Here the memoization is only done within one call to fib, whereas if you leave fibs at the top level

fib n = fibs !! n

fibs = 0 : 1 : zipWith (+) fibs (tail fibs)

then the memoized list is kept until the garbage collector can determine that there are no more ways to reach fibs from any part of your program.

My idea is that maybe memoized values are simply "scoped" to something in the program (for example to the current continuation, call stack, etc.), but I was unable to find something practical on the subject.

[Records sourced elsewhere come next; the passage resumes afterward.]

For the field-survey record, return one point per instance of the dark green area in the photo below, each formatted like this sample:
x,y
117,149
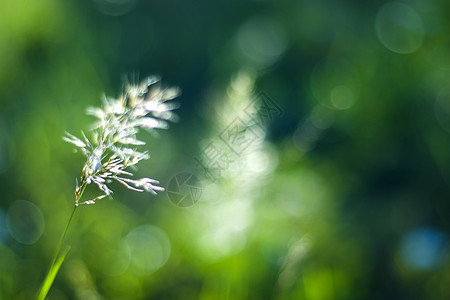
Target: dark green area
x,y
346,198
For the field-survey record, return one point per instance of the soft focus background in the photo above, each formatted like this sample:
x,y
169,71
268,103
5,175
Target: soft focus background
x,y
341,193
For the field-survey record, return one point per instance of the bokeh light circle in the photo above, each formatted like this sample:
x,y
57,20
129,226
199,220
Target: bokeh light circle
x,y
423,249
260,42
25,222
399,28
149,248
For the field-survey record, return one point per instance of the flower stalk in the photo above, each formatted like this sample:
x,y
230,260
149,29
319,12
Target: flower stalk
x,y
112,152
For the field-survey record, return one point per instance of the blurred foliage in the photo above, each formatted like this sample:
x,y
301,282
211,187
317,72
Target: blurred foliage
x,y
347,196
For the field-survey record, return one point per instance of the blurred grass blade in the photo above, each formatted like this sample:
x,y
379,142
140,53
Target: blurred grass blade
x,y
48,281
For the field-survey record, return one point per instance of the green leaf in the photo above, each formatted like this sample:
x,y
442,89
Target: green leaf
x,y
48,281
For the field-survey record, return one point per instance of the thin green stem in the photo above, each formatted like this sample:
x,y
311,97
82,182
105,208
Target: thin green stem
x,y
61,240
58,259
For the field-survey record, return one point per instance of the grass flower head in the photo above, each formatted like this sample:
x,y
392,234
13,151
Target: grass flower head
x,y
112,152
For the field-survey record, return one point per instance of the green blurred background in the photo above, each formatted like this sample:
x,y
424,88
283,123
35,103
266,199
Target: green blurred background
x,y
345,195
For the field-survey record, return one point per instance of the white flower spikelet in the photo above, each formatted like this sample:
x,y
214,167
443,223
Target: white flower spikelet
x,y
113,148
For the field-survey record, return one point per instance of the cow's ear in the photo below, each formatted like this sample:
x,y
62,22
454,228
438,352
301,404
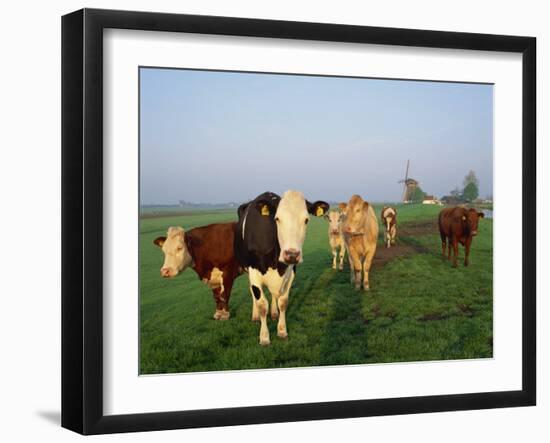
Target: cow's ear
x,y
318,208
267,208
159,241
241,209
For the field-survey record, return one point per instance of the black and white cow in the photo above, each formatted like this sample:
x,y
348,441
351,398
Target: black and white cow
x,y
268,243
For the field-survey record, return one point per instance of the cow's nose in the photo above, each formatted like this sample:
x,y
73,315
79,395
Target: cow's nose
x,y
291,256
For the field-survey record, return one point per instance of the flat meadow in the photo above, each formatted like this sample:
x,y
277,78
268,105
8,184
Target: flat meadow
x,y
419,308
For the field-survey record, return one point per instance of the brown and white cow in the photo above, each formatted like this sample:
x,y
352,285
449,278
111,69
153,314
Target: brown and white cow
x,y
336,238
389,220
360,229
209,251
458,225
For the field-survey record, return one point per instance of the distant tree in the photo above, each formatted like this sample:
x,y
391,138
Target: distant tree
x,y
417,195
456,192
470,178
470,192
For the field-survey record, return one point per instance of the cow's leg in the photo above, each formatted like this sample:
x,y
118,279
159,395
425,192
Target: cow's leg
x,y
342,255
455,252
366,268
255,314
444,243
356,267
260,302
282,302
467,251
273,307
222,311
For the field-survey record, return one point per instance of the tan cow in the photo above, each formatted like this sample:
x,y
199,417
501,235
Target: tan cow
x,y
336,238
389,219
360,228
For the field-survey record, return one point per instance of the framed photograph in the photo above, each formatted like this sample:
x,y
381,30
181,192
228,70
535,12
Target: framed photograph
x,y
269,221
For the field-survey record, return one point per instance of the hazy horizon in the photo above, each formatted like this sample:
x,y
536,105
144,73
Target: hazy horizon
x,y
216,137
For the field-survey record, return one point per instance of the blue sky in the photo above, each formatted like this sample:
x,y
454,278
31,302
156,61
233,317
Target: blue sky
x,y
220,136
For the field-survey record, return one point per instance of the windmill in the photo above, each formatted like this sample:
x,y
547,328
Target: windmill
x,y
409,185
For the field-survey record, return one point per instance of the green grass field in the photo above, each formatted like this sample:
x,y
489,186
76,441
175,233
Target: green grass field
x,y
419,308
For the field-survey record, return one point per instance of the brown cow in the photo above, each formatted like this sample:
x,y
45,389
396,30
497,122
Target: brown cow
x,y
360,229
209,251
458,225
389,219
336,238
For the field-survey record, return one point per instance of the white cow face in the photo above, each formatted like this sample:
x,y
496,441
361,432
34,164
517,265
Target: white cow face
x,y
292,217
334,218
176,254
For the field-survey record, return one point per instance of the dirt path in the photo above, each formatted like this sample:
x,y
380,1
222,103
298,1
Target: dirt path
x,y
413,229
403,248
384,255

This is correct. Specifically, when you see something like:

fun x y = let
    a = .....
    b = ....
    c = ....
in ....

or an equivalent where clause, the values a, b and c may not be computed until actually used (or they may be computed right away because the strictness analyser can proove that the values would be evaluated later anyway). But when those values depend on current function parameters (here x and y), the runtime will most likely not remember every combination of x and y and the resulting a, b and c.

Note also, that in a pure language, it is also okay to not remember the values at all - this is only practical insofar as memory is cheaper than CPU time.

So the answer to your question is: there is no such thing as lifetime of intermediary results in Haskell. All one can say is that the evaluated value will be there when needed.